Gov. Josh Green on Monday made good on his pledge to help the people of Maui recover from the Aug. 8 wildfires while sticking to his earlier promises to help financially struggling families across the state through tax breaks, creating more housing and easing homelessness in the first budget proposal of his year-old administration.
Green’s so-called supplemental budget was delivered to legislators ahead of the upcoming legislative session, which is scheduled to begin Jan. 17.
Ever since the devastating wildfires, lawmakers have expected their next session to be dominated by bills and money to help Maui’s recovery.
“Recovery efforts for the 2023 wildfires are our highest priority as the health and welfare of Maui’s people must be at the forefront as they heal from the devastation,” according to the budget request. “This will require a great deal of the state’s resources, for which we have set-aside half a billion dollars for the state’s share of the costs.”
Green’s budget also seeks to reduce the risk of future wildfire disasters through 20 additional staff for the state’s Hawaii Emergency Management Agency, firefighting equipment, $16 million for helicopters to fly patients from rural communities, new roads statewide for escape routes and a new position of fire marshal.
But Green also wants more money for public school security and to feed students and increase the number of health care workers by paying off student loans, especially for mental health specialists who are needed even more to help fire survivors.
“For a long time we’ve come up short in delivering mental health care,” Green said. “We are a human services administration.”
Paying off debt for health care workers with Hawaii ties would help increase staffing in rural communities and the neighbor islands.
The program has begun accepting applications, and Green — who started his Hawaii medical career in Kau on Hawaii island — called the plan “a game-changer.”
Green also wants tourists to pay to help the islands respond to climate change and its impact on the environment, perhaps by increasing the hotel room tax.
“A lot of your appropriations are going to be environmental,” he said.
Increasing costs on tourists also will likely reduce the number of visitors, who set a new record of over 10 million just before COVID-19 all but shut down tourism starting in March 2020.
“It would curb the number of total travelers,” Green said.
He said he has “heard loud and clear” from residents who don’t want to see a return of 10 million visitors.
He said he’s open to a climate fee “from any source” but “mostly visitors.”
The state Department of Business, Economic Development and Tourism has forecast 9.6 million visitor arrivals for 2023.
Green wants owners of short-term vacation rentals on Maui to convert to long-term rentals for fire survivors, and the Maui County Council has approved eliminating their property taxes for up to 18 months.

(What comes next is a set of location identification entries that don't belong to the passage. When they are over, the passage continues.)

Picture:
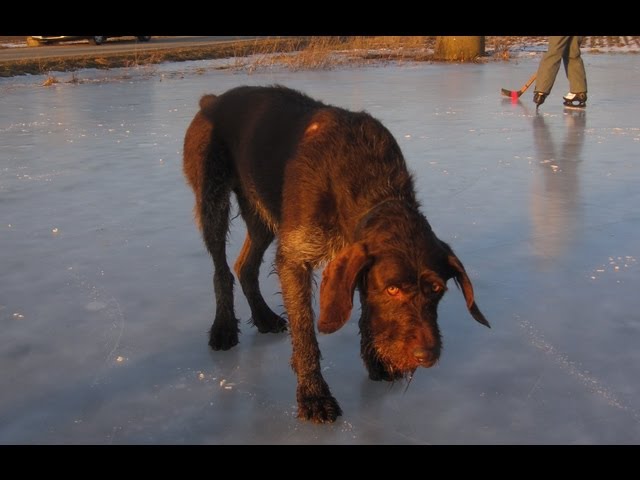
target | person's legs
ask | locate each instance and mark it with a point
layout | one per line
(574, 67)
(550, 64)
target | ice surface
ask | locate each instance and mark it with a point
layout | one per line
(105, 285)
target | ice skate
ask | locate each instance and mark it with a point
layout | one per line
(575, 100)
(539, 98)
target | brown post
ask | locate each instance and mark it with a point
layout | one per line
(459, 49)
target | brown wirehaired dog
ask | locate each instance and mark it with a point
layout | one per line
(333, 186)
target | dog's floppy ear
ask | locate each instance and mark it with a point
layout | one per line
(338, 284)
(462, 281)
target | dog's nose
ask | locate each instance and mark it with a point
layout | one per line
(425, 357)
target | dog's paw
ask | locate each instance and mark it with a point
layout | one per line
(378, 372)
(223, 338)
(316, 403)
(270, 323)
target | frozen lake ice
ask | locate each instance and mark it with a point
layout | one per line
(105, 284)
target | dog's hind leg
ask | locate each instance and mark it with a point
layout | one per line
(247, 268)
(216, 192)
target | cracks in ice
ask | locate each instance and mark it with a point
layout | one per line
(591, 383)
(100, 300)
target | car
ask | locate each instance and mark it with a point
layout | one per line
(34, 41)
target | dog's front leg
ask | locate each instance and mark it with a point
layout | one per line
(315, 401)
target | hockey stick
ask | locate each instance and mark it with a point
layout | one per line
(518, 93)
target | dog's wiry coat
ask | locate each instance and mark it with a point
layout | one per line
(333, 187)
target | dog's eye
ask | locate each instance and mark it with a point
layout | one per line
(393, 290)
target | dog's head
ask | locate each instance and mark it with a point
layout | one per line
(401, 269)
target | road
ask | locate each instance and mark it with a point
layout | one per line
(112, 46)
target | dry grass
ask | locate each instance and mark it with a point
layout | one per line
(316, 53)
(297, 53)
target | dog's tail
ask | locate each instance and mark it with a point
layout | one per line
(207, 101)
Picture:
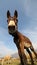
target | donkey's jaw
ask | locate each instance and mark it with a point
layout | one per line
(11, 23)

Green previously proposed that tourists help pay for their impacts on the climate and environment through the hotel transient accommodations tax but said Monday that some sort of short-term rental payment also could be used because he likes the idea of higher property taxes on owners who refuse to commit to long-term rentals.
He hopes to convince owners of at least 3,000 short-term rentals on Maui to accommodate the 3,000 families still living in hotels more than four months after the fires.
Green would like to see short-term rental owners pay higher property taxes to offset the elimination of property taxes for those who convert to long-term rentals for fire survivors.
At the same time, Green sees providing financial incentives as the quickest way to both house Maui fire survivors and backfill the shortage of 50,000 homes across the islands.
Newer homes that were built with fire prevention in mind survived better on Maui, and Green’s budget proposal calls for $20 million for the state Department of Hawaiian Home Lands to build fire-resistant homes on DHHL land.
He calls the price of homes the biggest impediment to making life affordable in Hawaii while 42% of residents have jobs but cannot afford basics such as housing, child care and food.
Green’s budget would provide $38 million in tax credits for families with
dependent children and adults.
He also wants to cut Hawaii’s more than 8,000 homeless population in half in four years.
To help pay for his
plan, Green has converted
building projects to be paid for through general obligation bonds rather than cash, and imposed a 5% “hard” budget cut on state departments, along with a 5% cut on discretionary spending.
His budget leaves the state’s $1.5 billion rainy
day fund intact and leaves $827 million in reserve
for 2024 and more than $750 million for 2025.
The reserves and rainy day fund mean Hawaii will continue to enjoy favorable bond ratings and have money to prepare for the next disaster.
Citing the ongoing threats of wildfires, tsunamis, hurricanes and volcanic eruptions, Green said, “It’s difficult to predict what could come next.”